Robert Francis QC, representing the hospital, asked: "Is it your wish to die or is it your wish not to remain alive in your present condition?" She replied: "The latter."
Dame Elizabeth's task was clearly onerous. "You have, of course, challenged a very difficult area which is evolving and where perhaps the intervention of the courts may do some good," she told the patient, who replied: "I hope so."
The judge went on: "But you do realise that you have raised an issue which most people would wish to avoid having to deal with?" The woman responded: "Yes."
Dame Elizabeth told the patient that her job was simply to decide whether she was competent to make the decision to ask for her ventilator to be switched off. "It's then going to be entirely up to you what you want to happen next," she said. "I don't think it's for us to explore what you want to do, as long as you understand once we have all gone away and gone out of your life, you are tied by any decision that you make because the future of your life is in your hands."
When the hearing resumed at the High Court, the consultant responsible for the woman's care said the case was unusual because most intensive care unit patients were unconscious, whereas this one was awake, intelligent and highly articulate.
"It has become more than the usual doctor/patient relationship," she said. "Our main dilemmas were legal and ethical issues as to whether we could suddenly turn off the ventilator which would directly lead to her death."

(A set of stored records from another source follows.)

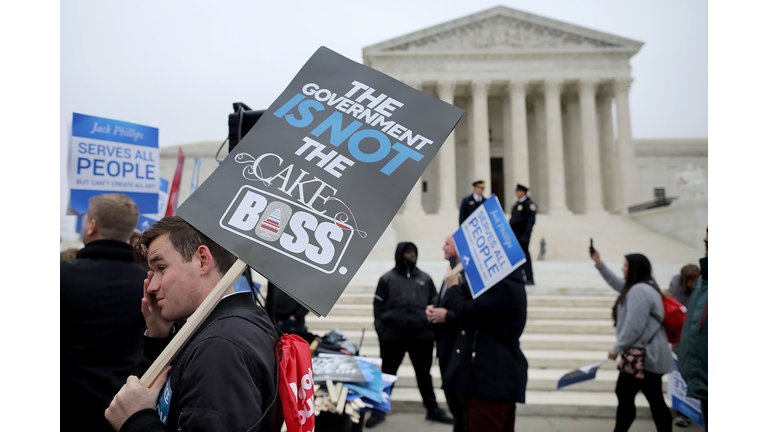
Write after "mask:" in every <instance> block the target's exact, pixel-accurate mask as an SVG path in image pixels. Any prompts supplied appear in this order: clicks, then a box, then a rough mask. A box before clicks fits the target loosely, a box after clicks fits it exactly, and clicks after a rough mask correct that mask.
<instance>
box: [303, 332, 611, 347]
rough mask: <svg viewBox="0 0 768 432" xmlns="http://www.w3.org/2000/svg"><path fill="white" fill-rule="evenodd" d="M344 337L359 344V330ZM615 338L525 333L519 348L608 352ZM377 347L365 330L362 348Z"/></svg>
mask: <svg viewBox="0 0 768 432" xmlns="http://www.w3.org/2000/svg"><path fill="white" fill-rule="evenodd" d="M332 330H333V329H316V328H311V329H310V331H311V332H312V333H314V334H317V335H320V336H322V335H324V334H326V333H328V332H330V331H332ZM343 333H344V335H345V336H346V337H347V338H348V339H349V340H351V341H353V342H355V343H357V344H360V336H362V331H361V330H345V331H343ZM615 342H616V338H615V337H614V336H613V335H589V334H584V335H581V334H546V333H538V334H537V333H526V332H524V333H523V335H522V336H521V337H520V347H521V348H522V349H523V350H527V349H533V350H536V349H564V350H582V349H586V350H601V351H604V352H608V350H610V349H611V348H613V345H614V343H615ZM372 346H373V347H378V346H379V338H378V336H377V335H376V330H375V329H373V328H367V327H366V329H365V337H364V338H363V347H372Z"/></svg>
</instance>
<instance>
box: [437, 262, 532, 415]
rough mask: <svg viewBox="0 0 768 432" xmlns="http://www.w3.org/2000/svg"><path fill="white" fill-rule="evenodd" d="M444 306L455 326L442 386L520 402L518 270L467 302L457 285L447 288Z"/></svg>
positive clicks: (523, 390) (526, 305)
mask: <svg viewBox="0 0 768 432" xmlns="http://www.w3.org/2000/svg"><path fill="white" fill-rule="evenodd" d="M448 296H449V298H448V304H447V308H448V309H449V310H452V311H453V312H454V313H455V314H456V317H457V319H458V320H459V322H460V323H461V328H460V331H459V334H458V336H457V338H456V343H455V344H454V347H453V351H454V353H453V356H454V359H452V360H451V361H450V362H449V363H448V370H447V373H446V374H445V375H444V376H443V388H444V389H445V390H448V391H454V392H458V393H461V394H464V395H466V396H468V397H480V398H488V399H496V400H503V401H507V402H525V387H526V385H527V382H528V361H527V360H526V359H525V356H524V355H523V352H522V351H521V350H520V335H521V334H522V333H523V329H524V328H525V321H526V314H527V297H526V293H525V285H524V283H523V277H522V270H521V269H520V268H518V269H517V270H515V271H514V272H512V273H511V274H510V275H508V276H507V277H506V278H504V279H502V280H501V281H500V282H499V283H497V284H496V285H494V286H493V287H491V288H490V289H489V290H488V291H486V292H485V293H483V294H482V295H481V296H480V297H478V298H476V299H474V300H468V299H466V298H465V297H464V295H463V294H462V290H461V289H459V286H458V285H456V286H453V287H451V288H450V289H449V290H448Z"/></svg>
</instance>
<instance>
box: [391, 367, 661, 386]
mask: <svg viewBox="0 0 768 432" xmlns="http://www.w3.org/2000/svg"><path fill="white" fill-rule="evenodd" d="M611 366H612V368H610V369H605V368H601V369H600V370H599V371H598V372H597V376H596V377H595V379H592V380H589V381H584V382H581V383H577V384H572V385H569V386H567V387H563V388H562V389H560V390H557V382H558V381H559V380H560V378H562V376H563V375H565V374H567V373H569V372H571V371H572V370H573V369H540V368H529V369H528V386H527V387H526V390H528V391H531V390H536V391H554V390H557V391H561V392H563V391H576V392H612V391H614V389H615V388H616V380H617V379H618V377H619V371H618V370H616V369H615V366H616V365H615V364H611ZM430 374H431V375H432V383H433V386H434V388H435V392H438V391H439V389H440V386H442V384H443V380H442V378H441V376H440V368H439V367H438V366H432V369H431V370H430ZM397 376H398V380H397V383H398V384H397V386H398V388H399V387H416V386H417V384H416V372H415V371H414V370H413V366H412V365H411V364H402V365H400V368H399V369H398V370H397ZM662 389H663V390H664V391H665V392H666V391H667V377H666V375H665V376H664V377H662Z"/></svg>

Asked whether the medical team would be able to carry out the patient's wishes if the court ruled in her favour, the consultant replied: "I would have difficulties, because I have known the patient for over a year.
"This is a condition that can happen to anybody. The issue that arose in my mind is: what is left with this lady, what can we offer her? Every time I go to her bed, I think: what can I tell her to keep her happy, to give her some enthusiasm and carry on living? I'd had so many chats with her, I enjoy talking to her, but I just find it so hard to find anything to make her happy."